Tout d'abord, le monsieur qui a posé la question a fait référence aux Inuvialuits, aux Dénés et aux Métis de la région. J'ai une correction à apporter à ce sujet, car il ne faut pas oublier qu'il y a la Première Nation crie Mikisew dans cette région, en aval. Je vous remercie.
À titre de chef de la collectivité, je sais que depuis le début de l'année en cours, il y a probablement eu 18 décès dans la collectivité, ce qui représente une crise. Les gens se suicident. Est‑ce lié à la situation concernant l'eau et à ce que les gens pensent qu'il se passe? C'est une question qui doit être abordée le plus rapidement possible.
Je comprends tout à fait ce que veut dire le chef Adam. J'aimerais revenir aux enfants qui se baignent pendant l'été. Comment pouvons-nous leur donner la tranquillité d'esprit et la certitude qu'ils pourront se baigner sans danger? Il ne faut pas oublier que la piscine de la collectivité n'est ouverte que du mercredi au dimanche. Les enfants se baignent dans ces cours d'eau pendant les mois d'hiver, lorsqu'ils ne peuvent pas avoir accès à la piscine. Leurs parents me demandent quelles mesures nous avons prises et comment nous pouvons leur donner la certitude que leurs enfants peuvent se baigner dans ces cours d'eau. Pour parler franchement, à titre de chef de ma Première Nation, je ne peux pas leur donner cette certitude.

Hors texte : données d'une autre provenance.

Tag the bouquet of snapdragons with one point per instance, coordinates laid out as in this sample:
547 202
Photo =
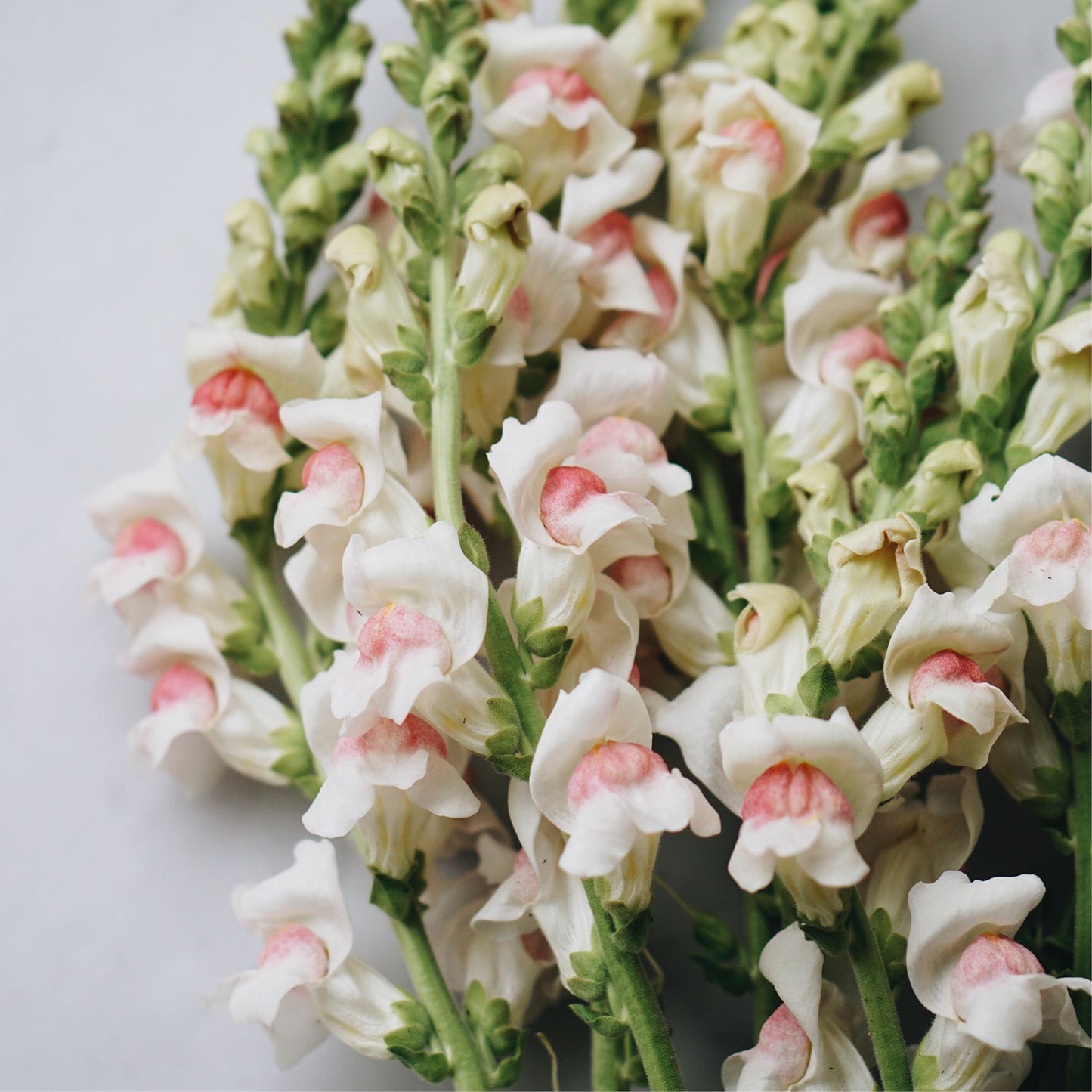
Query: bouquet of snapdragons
649 417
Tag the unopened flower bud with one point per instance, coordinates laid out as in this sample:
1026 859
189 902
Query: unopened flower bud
942 481
446 96
498 235
988 314
379 307
883 112
308 210
398 167
875 572
1060 402
252 262
655 33
822 498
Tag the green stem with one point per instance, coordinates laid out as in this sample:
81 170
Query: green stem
508 670
1080 831
447 397
294 660
716 505
643 1013
876 998
855 41
434 994
758 934
606 1064
750 429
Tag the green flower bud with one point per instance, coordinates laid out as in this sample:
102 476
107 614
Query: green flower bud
407 69
294 106
336 81
344 173
307 209
468 51
657 31
255 271
883 112
498 235
446 96
1054 196
275 164
942 483
398 167
822 498
988 316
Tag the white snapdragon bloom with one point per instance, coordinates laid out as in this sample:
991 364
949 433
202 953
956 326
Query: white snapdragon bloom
307 984
806 790
868 230
1060 402
564 100
771 639
424 605
387 779
157 539
554 498
688 631
805 1043
988 316
203 719
1035 532
595 777
682 333
1050 100
875 571
948 700
240 380
914 841
537 896
966 967
753 147
346 491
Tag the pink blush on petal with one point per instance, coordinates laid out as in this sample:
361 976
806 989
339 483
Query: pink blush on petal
787 1045
613 767
397 630
803 794
334 470
986 959
623 434
299 946
645 580
566 490
561 83
151 537
183 682
238 389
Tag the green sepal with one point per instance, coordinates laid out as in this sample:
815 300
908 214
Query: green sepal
545 674
818 687
512 766
397 898
1072 714
589 966
606 1025
547 642
586 989
473 546
630 928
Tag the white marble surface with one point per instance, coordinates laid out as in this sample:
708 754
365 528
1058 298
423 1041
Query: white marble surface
120 147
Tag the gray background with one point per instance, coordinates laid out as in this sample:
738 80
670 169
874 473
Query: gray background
120 147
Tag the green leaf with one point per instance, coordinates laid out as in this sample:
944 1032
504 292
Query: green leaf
601 1023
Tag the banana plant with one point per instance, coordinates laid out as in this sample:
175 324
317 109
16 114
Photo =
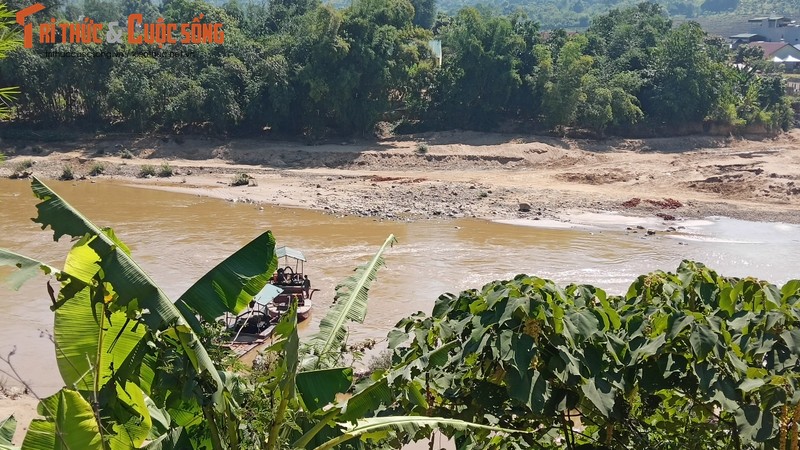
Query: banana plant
124 349
350 305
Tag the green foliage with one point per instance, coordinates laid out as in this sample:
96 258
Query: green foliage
241 179
689 359
9 41
147 170
67 173
629 72
97 169
165 170
134 367
23 165
350 305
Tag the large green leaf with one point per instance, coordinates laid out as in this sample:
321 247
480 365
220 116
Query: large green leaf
318 388
69 423
7 428
288 346
77 334
380 426
232 284
27 268
131 284
351 305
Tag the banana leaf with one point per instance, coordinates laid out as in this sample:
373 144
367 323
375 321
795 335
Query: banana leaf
132 286
379 427
351 306
69 423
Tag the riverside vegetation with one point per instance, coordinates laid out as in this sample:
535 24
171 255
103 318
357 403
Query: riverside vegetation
305 69
684 360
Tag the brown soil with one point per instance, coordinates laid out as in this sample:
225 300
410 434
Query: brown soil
458 173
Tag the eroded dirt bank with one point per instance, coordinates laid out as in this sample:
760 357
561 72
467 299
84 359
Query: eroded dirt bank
455 174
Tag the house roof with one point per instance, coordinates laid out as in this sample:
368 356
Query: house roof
769 47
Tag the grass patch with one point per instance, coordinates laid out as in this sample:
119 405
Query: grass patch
97 169
67 174
165 171
147 170
241 179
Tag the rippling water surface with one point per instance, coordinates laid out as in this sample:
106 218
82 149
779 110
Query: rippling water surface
177 238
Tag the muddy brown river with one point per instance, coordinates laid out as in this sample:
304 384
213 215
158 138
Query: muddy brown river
176 238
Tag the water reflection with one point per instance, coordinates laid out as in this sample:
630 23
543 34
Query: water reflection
176 238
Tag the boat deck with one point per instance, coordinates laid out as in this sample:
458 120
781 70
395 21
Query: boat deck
246 342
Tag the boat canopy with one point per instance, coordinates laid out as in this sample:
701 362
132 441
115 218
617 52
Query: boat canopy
266 295
290 252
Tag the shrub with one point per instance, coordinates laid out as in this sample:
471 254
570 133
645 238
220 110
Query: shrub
97 169
147 170
23 165
165 171
67 173
241 179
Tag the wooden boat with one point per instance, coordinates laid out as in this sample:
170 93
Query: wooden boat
290 280
253 328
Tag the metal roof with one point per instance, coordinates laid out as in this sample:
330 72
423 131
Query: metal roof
266 295
290 252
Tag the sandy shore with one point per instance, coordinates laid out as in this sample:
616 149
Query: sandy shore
457 174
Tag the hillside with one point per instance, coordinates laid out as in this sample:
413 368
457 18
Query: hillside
722 16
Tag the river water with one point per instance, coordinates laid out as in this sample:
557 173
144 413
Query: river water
176 238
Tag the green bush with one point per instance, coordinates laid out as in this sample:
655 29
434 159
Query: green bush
97 169
67 174
165 171
147 170
241 179
23 165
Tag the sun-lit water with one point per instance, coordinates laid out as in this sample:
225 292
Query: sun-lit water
177 238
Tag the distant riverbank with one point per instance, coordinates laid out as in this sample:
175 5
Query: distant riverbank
454 174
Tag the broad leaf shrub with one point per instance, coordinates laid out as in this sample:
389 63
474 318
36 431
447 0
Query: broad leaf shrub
684 360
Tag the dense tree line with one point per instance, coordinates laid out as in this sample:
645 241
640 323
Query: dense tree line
302 68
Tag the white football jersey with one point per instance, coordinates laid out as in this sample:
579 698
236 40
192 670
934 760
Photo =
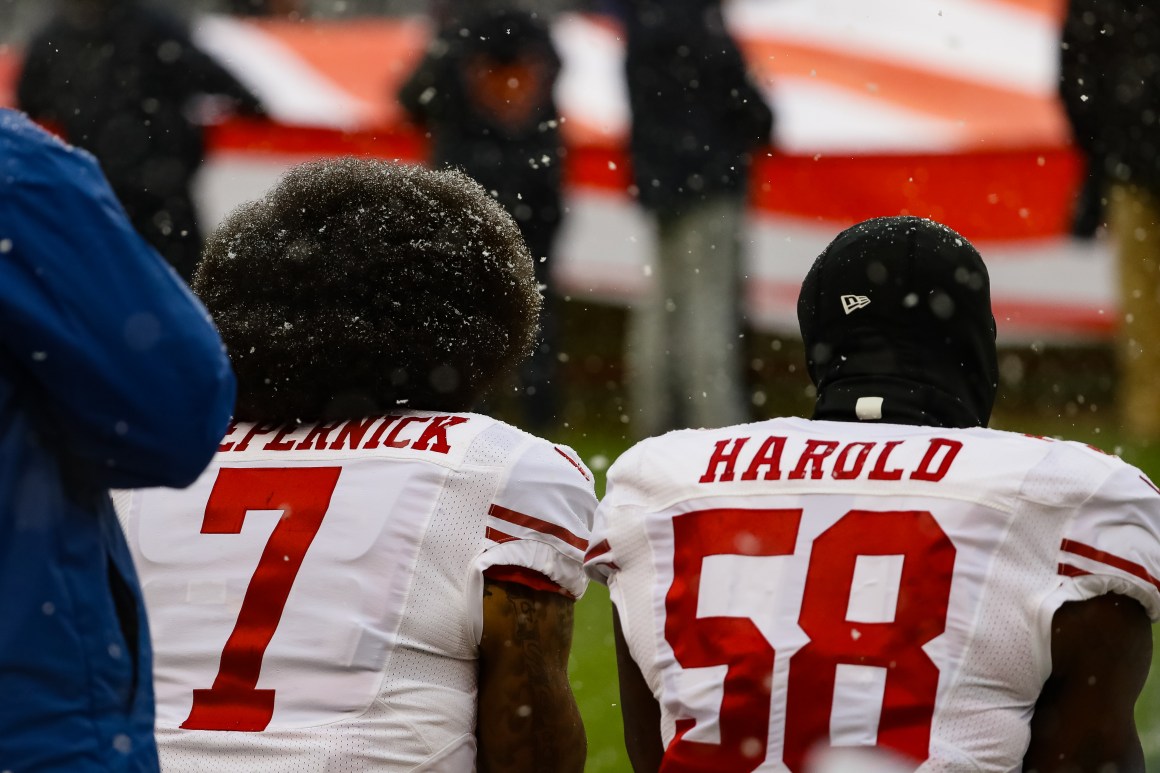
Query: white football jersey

C'est la raison pour laquelle je m'adresse au gouvernement fédéral, au gouvernement de l'Alberta et à tous les intervenants concernés. Vous devez vous ressaisir, cesser de tenir ces réunions en vase clos et vous rendre sur place, dans la collectivité. Nous faisons face à une situation où l'on divise pour mieux régner, comme on dit. Ainsi, une semaine, les représentants de l'Impériale comparaissent pour affirmer que c'est l'affaire de la municipalité régionale de Wood Buffalo. Puis des représentants de la municipalité régionale de Wood Buffalo viennent dans la collectivité et nous disent que non, cette affaire concerne l'ARE, c'est‑à‑dire l'organisme de réglementation de l'énergie de l'Alberta. J'ai rencontré les représentants de l'AER vendredi dernier et je leur ai posé la même question au sujet des enfants de la collectivité qui se baignent dans ces eaux. Que m'ont-ils répondu? Que c'était l'affaire d'Environnement et Changement climatique Canada.
Au bout du compte, vous vous contentez de faire tourner ce petit manège, et les personnes dont la vie est menacée sont les habitants de la collectivité de Fort Chipewyan. Nous sommes des cibles faciles. Personne ne se soucie de nous. C'est la vérité. Le profit l'emporte sur les gens.

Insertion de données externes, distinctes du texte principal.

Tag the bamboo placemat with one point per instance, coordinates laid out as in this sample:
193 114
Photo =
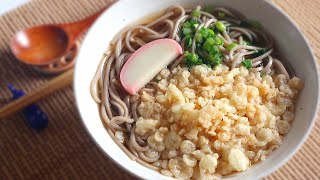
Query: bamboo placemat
65 150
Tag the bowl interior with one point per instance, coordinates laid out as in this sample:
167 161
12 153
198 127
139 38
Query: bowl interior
288 39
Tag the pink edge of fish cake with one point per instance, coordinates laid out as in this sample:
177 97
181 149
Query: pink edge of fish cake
133 89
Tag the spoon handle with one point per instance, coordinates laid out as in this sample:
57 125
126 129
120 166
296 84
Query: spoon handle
53 85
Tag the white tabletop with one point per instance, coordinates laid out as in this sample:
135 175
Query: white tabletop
7 5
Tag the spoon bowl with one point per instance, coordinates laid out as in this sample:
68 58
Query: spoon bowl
43 45
40 45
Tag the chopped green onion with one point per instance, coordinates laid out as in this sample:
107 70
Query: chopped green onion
208 9
231 46
210 32
220 26
196 14
260 52
221 15
219 41
204 32
251 24
188 41
186 24
198 37
247 63
263 74
187 31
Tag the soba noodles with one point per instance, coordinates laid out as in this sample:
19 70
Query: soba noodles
119 110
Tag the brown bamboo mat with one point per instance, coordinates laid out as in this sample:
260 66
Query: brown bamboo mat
65 150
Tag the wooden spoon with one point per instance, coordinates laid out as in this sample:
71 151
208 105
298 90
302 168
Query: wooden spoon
42 45
46 89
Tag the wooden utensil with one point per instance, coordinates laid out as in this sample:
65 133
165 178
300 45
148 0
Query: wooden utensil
42 45
53 85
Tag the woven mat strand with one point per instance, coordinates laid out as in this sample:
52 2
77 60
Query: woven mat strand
65 150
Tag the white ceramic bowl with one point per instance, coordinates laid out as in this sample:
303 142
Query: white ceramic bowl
289 41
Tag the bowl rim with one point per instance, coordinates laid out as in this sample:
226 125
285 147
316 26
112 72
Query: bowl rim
269 170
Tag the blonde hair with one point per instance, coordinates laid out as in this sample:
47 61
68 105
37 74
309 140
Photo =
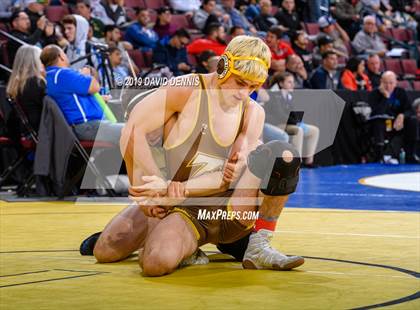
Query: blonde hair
27 64
247 46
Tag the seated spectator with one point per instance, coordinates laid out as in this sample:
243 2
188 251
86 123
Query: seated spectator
250 8
110 12
326 76
237 31
392 101
214 41
367 40
207 62
73 92
119 70
287 17
294 65
83 9
139 35
280 50
21 26
236 17
374 70
35 10
328 26
171 52
265 20
278 112
353 76
26 84
183 6
112 37
75 33
206 15
163 26
300 47
324 44
348 14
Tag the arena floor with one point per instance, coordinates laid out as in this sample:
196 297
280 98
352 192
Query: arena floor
361 245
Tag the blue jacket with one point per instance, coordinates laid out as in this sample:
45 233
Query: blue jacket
141 37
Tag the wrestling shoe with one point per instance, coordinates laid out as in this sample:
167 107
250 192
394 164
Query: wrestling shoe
260 255
197 258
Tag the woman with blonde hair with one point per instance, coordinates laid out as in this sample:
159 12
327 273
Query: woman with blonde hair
27 84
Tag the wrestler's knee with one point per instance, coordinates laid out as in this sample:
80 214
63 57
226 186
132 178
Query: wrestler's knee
159 261
105 254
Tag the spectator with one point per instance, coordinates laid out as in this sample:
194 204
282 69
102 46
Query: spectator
20 25
374 70
26 84
35 10
6 9
379 7
329 26
73 92
207 62
171 52
237 18
111 12
326 76
113 38
280 112
119 70
294 65
265 20
390 100
367 41
163 26
353 76
183 6
75 32
348 14
206 15
215 41
237 31
139 35
325 43
300 46
83 9
280 50
287 17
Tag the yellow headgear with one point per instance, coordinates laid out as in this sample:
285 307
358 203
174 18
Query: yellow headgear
225 67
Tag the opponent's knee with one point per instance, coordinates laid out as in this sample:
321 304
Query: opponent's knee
277 164
105 254
158 262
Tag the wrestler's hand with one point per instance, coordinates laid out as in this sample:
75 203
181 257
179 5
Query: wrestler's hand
234 168
152 187
175 195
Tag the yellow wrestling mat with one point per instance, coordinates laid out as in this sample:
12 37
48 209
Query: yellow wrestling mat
353 259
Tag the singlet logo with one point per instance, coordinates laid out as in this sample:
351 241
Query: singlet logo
203 163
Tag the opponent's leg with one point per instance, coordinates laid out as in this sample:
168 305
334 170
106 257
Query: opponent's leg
170 242
123 235
277 165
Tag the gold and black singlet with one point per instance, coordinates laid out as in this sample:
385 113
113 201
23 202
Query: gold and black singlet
201 151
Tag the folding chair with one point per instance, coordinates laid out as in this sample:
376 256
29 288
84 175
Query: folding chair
27 144
82 147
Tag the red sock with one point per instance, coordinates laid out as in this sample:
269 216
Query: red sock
264 224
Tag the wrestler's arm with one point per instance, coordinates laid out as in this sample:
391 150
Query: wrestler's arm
149 115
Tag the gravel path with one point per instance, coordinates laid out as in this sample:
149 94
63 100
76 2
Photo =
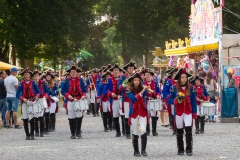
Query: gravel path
219 140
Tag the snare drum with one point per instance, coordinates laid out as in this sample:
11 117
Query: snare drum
30 109
55 98
37 107
43 103
207 108
154 105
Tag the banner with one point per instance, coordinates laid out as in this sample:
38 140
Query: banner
235 70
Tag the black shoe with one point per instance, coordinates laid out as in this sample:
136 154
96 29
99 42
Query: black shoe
148 133
105 130
144 153
128 136
137 154
36 134
189 153
32 137
197 131
73 136
155 133
118 135
79 136
174 132
181 153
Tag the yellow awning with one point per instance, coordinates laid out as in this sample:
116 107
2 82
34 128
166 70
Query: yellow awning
6 66
176 52
200 48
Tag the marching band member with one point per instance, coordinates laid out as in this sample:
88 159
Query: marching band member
155 87
92 84
202 95
105 105
50 113
184 97
164 112
111 89
43 94
72 89
27 91
138 113
64 99
99 80
166 94
130 67
79 71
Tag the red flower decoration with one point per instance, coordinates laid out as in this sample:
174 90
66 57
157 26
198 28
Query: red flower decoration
183 71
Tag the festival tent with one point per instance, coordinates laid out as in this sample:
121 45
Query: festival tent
6 66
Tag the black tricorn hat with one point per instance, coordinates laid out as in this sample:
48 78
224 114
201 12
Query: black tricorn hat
169 70
36 72
106 73
43 77
115 66
72 68
103 68
50 74
180 72
94 70
174 69
136 75
147 70
192 81
108 67
130 64
26 70
122 70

Vous savez, nous avons conclu des ententes sur les répercussions et les avantages avec les intervenants de l'industrie. Comme l'a dit le chef Adam, nous sommes toujours le bon partenaire de l'autre côté, et nous pensons toujours que ces intervenants ont nos intérêts supérieurs à l'esprit. Comment pouvons-nous penser ou avoir la certitude qu'ils ont nos intérêts supérieurs à l'esprit lorsque nous ne découvrons quelque chose que 10 mois après les faits?
À titre de parent de deux petites filles dans la collectivité, je trouve que cette situation est très stressante. Ce qu'a dit le chef Adam à propos du moment où il ouvre le robinet est la même chose à laquelle j'ai pensé il y a une semaine, en prenant ma douche. Je me suis demandé si c'était sécuritaire.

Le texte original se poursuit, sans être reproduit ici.